Padding oracle attacks
One of the best-known attacks in modern cryptography are padding oracle attacks. Although it was discovered in the 2002 by academic cryptographers and then ignored for some time, it was rediscovered a decade later when it was found out that SSL and web frameworks like Ruby on Rails and ASP.NET were vulnerable and by that time these attacks were demostrated to be practical.3
A padding oracle is a magical thing (usually comes in the form of a black box or an API) that can tell whether or not the padding in a CBC-encrypted ciphertext is valid. In practice, a padding oracle can be found in a service on a remote host sending error messages whenever it receives malformed ciphertexts.4 Padding oracle attacks keep track of inputs that have a valid padding and those that don’t, and exploit this information to decrypt chosen ciphertext values.
Suppose we want to decrypt the ciphertext block \(C_2\), like the one shown in Figure 6. We’re looking for some value \(X\), which is \(\Dec{k}{C_2}\), and \(P_2\), the block obtained after decrypting in CBC mode. If we pick a random block \(C_1\) and send the two-block ciphertext \(C_1 \mathrel{\hspace{1pt}||\hspace{1pt}}C_2\) to the oracle, decryption will only succeed if \(C_1 \oplus P_2\) ends with a valid padding (following the PKCS#7 standard).

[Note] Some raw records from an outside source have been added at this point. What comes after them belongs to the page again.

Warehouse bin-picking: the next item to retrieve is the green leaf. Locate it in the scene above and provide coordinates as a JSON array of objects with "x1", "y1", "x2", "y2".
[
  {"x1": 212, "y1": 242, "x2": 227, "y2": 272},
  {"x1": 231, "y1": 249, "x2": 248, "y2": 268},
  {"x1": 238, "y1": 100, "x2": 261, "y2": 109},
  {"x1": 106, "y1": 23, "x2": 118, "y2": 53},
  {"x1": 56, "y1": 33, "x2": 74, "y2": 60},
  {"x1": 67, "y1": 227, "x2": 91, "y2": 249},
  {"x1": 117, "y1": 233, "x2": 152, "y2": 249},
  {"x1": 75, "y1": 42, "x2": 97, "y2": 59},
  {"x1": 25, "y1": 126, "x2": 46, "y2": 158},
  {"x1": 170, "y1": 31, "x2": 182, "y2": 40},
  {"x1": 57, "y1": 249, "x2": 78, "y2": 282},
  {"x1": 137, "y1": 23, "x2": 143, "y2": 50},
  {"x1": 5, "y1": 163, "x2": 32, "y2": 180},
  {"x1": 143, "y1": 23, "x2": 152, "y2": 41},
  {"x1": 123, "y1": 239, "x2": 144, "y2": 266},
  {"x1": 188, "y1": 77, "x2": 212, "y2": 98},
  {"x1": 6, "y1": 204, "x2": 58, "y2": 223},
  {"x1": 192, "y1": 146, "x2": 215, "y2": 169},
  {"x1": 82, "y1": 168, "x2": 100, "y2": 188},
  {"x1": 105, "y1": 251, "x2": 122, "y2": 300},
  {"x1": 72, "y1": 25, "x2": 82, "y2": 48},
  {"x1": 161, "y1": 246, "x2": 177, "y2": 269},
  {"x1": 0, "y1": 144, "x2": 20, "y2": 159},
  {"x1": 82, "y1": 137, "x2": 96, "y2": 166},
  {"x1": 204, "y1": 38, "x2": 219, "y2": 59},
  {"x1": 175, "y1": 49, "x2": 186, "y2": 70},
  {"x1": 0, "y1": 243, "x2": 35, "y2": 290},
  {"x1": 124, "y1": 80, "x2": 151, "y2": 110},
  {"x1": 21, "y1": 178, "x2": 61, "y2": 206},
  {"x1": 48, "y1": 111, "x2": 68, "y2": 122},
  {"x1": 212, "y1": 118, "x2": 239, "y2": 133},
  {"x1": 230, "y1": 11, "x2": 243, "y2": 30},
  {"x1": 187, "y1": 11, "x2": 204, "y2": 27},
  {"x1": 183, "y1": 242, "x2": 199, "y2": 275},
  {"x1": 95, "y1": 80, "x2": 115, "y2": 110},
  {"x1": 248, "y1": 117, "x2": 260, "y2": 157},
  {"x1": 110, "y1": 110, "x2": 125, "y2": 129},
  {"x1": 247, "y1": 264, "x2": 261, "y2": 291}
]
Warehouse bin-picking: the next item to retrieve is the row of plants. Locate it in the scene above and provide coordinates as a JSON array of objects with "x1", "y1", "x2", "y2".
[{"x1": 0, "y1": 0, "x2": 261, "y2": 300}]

For convenience, we’ll introduce here the array notation for bytes, where \(X[0]\) is the first byte, \(X[1]\) the second, and so on. Padding oracle attacks on CBC encryption can decrypt a block \(C_2\) like this:
-
Pick a random block \(C_1\) and tweak its last byte until the padding oracle accepts the ciphertext as valid.
If the ciphertext is valid, then \(C_1[15] \oplus X[15] = \texttt{01}\).
-
Find the value \(X[14]\) by setting \(C_1[15]\) to \(X[15] \oplus \texttt{02}\) and searching for the \(C_1[14]\) that gives a correct padding.
When the padding oracle accepts the ciphertext as valid, it means we have a value for \(C_1[14]\) such that \(C_1[14] \oplus X[14] = \texttt{02}\).
-
Repeat steps 1 and 2 for all \(16\) bytes.
References
- Aumasson, Jean-Philippe. 2017. Serious Cryptography: A Practical Introduction to Modern Encryption. No Starch Press.
This is why I chose this as the icon for our Discord server, and also in the home page of this course on Canvas.
This is one of those cases when error messages can reveal too much information, like having a specific error when the padding is invalid.